In one sense there are few surprises in Tuesday evening’s broadcast of Frontline’s latest documentary on the scandals that continue to rock the Catholic Church. Few surprises, that is, if you have been following the story for the last ten years: though this is not about birth control, abortion, women’s ordination, liberal nuns or health care’s alleged anti-Catholicism. It is about the corruption of a local culture, where the combination of lust for power, sex and money has undermined the credibility of an institution originally modeled on the body of Christ.
The scandals are familiar—the plague of sex abuse, the victims’ demand for justice, the disgrace of the Legion of Christ and its founder, the Vatican Bank scandal, the charges of homosexual cliques among the priests and hierarchy, the leak of documents by the pope’s butler—as is the scramble of the investigative reporters to make all this public.
Frontline’s documentaries remind me of the old Edward R. Murrow radio and TV dramas, “You Are There,” where the reporters grab Benjamin Franklin and Thomas Jefferson after a meeting of the Continental Congress. Except that the Frontline cameras and researchers are really there to show us the young Marcial Maciel Degollado, of a powerful conservative elite Mexican family, as he founds the Legion of Christ in 1941, rises in Vatican influence by raising money and collecting vocations and wins the favor of Pope John Paul II as he enjoys his double life. We see the faces and hear the voices of former seminarian Juan Vaca, abused at 10, from 1949 to 1961, and of Raul Gonzales, one of Maciel’s two sons, both of whom were abused on every visit. As Raul weeps, so do we.
Cardinal Cormac Murphy O’Connor of Westminster sets the right tone in the opening shots: On the eve of the papal conclave the air was very tense, because of the impact of sex abuse all over the world, the “trouble at the top,” which had to be confronted. Many of the commentators are the reporters who broke the original stories—Jason Berry for the National Catholic Reporter, Robert Mickens of the London Tablet, Carmelo Abbate of Panorama and Gianluigi Nuzzi, the TV investigative journalist in Milan who received the “Vatileaks” from the Pope’s butler. Add to these parishioners, lawyers and priests from all over America who have their own horror stories to tell—all told in un-sensational tones.
Harvard psychiatrist Dr. Martin Kafka observes that the Catholic clergy accused of sex abuse vastly outnumbered Protestant clergy, at least partly because they suppressed their sexuality to better serve God. Men who abuse children, he says, were likely to be heterosexual, but those who abuse adolescents reflect their own sexual orientation in whom they victimize, the doctor says. For many years the Catholic clergy was a closed world of boys and young men, he says. His answer is to recruit more mature men who understand what a life of celibacy is.
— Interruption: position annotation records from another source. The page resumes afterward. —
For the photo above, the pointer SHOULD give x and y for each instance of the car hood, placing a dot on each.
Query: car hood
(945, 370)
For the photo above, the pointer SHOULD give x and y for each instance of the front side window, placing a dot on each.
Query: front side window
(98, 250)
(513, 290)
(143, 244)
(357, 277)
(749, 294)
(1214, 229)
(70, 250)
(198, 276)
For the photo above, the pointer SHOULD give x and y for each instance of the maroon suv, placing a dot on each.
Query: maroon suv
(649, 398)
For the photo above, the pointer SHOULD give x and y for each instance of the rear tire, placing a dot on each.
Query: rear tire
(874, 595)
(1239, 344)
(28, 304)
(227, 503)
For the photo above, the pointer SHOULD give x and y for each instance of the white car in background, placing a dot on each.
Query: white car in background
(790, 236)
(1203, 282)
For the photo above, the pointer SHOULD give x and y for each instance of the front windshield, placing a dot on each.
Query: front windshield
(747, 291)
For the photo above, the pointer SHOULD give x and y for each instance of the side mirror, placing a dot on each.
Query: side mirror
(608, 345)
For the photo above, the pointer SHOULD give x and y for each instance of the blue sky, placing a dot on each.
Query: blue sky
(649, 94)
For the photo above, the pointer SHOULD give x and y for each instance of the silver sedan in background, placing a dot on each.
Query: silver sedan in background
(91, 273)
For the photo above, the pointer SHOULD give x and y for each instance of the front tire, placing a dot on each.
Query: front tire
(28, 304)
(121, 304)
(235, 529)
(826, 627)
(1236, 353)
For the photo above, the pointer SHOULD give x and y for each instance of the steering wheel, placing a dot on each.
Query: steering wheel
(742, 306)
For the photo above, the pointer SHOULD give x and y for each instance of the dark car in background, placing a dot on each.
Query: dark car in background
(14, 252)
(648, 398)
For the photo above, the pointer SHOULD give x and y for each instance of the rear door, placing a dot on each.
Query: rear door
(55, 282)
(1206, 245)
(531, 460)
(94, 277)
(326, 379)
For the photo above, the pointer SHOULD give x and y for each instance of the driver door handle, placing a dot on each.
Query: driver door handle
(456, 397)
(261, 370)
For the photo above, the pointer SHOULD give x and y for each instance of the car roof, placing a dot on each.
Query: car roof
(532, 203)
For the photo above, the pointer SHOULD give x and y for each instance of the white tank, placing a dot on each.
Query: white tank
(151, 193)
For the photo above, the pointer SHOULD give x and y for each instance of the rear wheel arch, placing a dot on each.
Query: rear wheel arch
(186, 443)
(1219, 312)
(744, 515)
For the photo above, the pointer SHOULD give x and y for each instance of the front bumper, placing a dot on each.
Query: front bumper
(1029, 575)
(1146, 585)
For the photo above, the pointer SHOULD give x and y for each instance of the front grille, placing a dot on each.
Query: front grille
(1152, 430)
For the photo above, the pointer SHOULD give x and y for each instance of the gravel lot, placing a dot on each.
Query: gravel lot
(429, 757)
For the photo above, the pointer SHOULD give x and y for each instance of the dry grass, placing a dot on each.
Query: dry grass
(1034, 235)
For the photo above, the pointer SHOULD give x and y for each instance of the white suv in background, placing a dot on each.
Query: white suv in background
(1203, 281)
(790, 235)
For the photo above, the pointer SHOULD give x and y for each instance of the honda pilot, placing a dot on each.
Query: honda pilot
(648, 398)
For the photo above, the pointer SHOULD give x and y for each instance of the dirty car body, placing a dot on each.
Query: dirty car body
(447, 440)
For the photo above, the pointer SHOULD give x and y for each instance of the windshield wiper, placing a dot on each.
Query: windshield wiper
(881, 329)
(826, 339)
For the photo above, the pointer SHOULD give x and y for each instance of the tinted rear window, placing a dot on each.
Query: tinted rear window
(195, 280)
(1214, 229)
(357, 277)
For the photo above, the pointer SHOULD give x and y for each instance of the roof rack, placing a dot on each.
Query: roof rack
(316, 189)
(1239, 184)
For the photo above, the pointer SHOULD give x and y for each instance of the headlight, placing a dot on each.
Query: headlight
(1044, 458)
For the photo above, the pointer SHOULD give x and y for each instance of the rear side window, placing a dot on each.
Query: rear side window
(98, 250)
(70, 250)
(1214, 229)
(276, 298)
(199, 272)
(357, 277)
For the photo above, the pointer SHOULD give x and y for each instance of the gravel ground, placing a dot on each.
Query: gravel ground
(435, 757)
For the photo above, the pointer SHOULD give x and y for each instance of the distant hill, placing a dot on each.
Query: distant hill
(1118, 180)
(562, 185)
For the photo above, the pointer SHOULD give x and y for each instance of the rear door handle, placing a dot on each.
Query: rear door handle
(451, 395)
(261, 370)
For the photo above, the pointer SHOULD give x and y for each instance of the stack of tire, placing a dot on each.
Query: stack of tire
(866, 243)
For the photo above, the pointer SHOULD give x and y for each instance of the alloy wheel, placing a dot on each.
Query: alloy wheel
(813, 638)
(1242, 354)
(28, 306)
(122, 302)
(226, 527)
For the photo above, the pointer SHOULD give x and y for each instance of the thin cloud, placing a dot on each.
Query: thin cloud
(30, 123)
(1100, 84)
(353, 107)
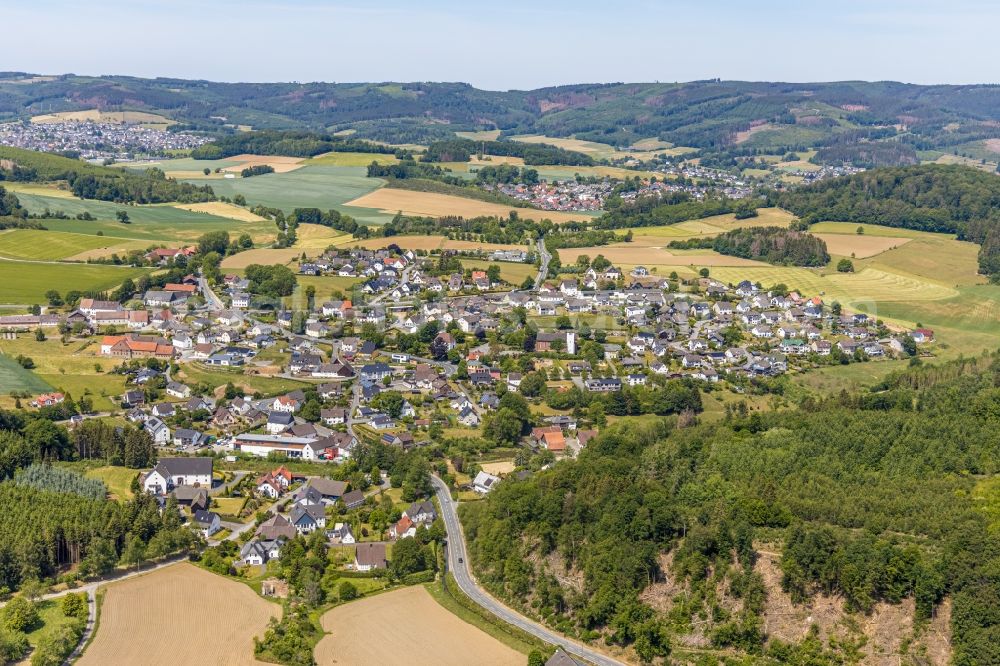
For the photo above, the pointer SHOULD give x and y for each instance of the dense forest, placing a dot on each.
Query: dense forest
(869, 494)
(461, 150)
(774, 245)
(950, 199)
(289, 144)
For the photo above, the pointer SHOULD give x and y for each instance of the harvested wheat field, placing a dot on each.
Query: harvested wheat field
(179, 614)
(263, 255)
(860, 246)
(280, 163)
(222, 209)
(434, 243)
(391, 201)
(368, 632)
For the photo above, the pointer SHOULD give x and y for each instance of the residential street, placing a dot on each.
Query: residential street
(458, 563)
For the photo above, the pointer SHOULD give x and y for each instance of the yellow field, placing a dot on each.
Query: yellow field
(39, 189)
(180, 614)
(867, 286)
(279, 163)
(433, 243)
(642, 150)
(390, 201)
(623, 254)
(318, 237)
(121, 117)
(861, 247)
(370, 631)
(222, 209)
(264, 255)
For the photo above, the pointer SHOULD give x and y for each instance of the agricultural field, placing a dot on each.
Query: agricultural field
(117, 479)
(510, 272)
(367, 632)
(861, 247)
(433, 243)
(70, 368)
(26, 282)
(323, 187)
(389, 201)
(351, 159)
(222, 209)
(35, 244)
(602, 151)
(96, 115)
(156, 222)
(15, 378)
(133, 630)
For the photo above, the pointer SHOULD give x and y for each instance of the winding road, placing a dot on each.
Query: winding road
(458, 563)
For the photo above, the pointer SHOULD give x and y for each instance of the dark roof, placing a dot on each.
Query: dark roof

Frontline says the American seminary in Rome is a model in this respect, and we meet three young men in clerics who all say that the sacrifices of the priesthood, giving up a biological family, are worth it; service to the church is life-giving and a source of happiness. We meet another young man, ordained by Pope Benedict himself, who becomes disillusioned by the clericalism of life in Rome, meets a beautiful girl, asks for a dispensation to marry, is criticized by his peers, leaves and also loses the girl.
The scenes that may disturb viewers the most are a report recorded with a hidden camera, on the gay clergy subculture. A visibly shocked journalist attends an all night party after which a priest who has slept with a friend the previous night suits up in his vestments and says a home Mass. The tough word for this is hypocrisy, but the commentary suggests that these men have not faced the contradiction, pretending that these double identities do not really clash.
Into all this mess comes Pope Francis with his interviews, particularly with the cheerful atheist Italian journalist Eugenio Scalfari, to whom Francis describes some of the hierarchy as narcissists, flattered and thrilled by their courtiers. “The court is the leprosy of the papacy,” says Francis. “This Vatican-centric vision neglects the world around us, and I will do everything to change it.” In a most tender moment we see Pope Francis wash the foot of a young woman in prison, then kiss it and look up lovingly into her eyes.
The camera shifts to Cardinal Oscar Rodriguez Maradiaga in Honduras who clicks off the scandals that must be overcome, “The church must fix its own house.” Everybody knows what is necessary. One journalist wonders when the pope will address the sex abuse issue, another comments that all efforts of popes in the last century to reform the curia have failed. Cardinal Maradiaga gets the last line: “Things are not going to continue like they were in the past.”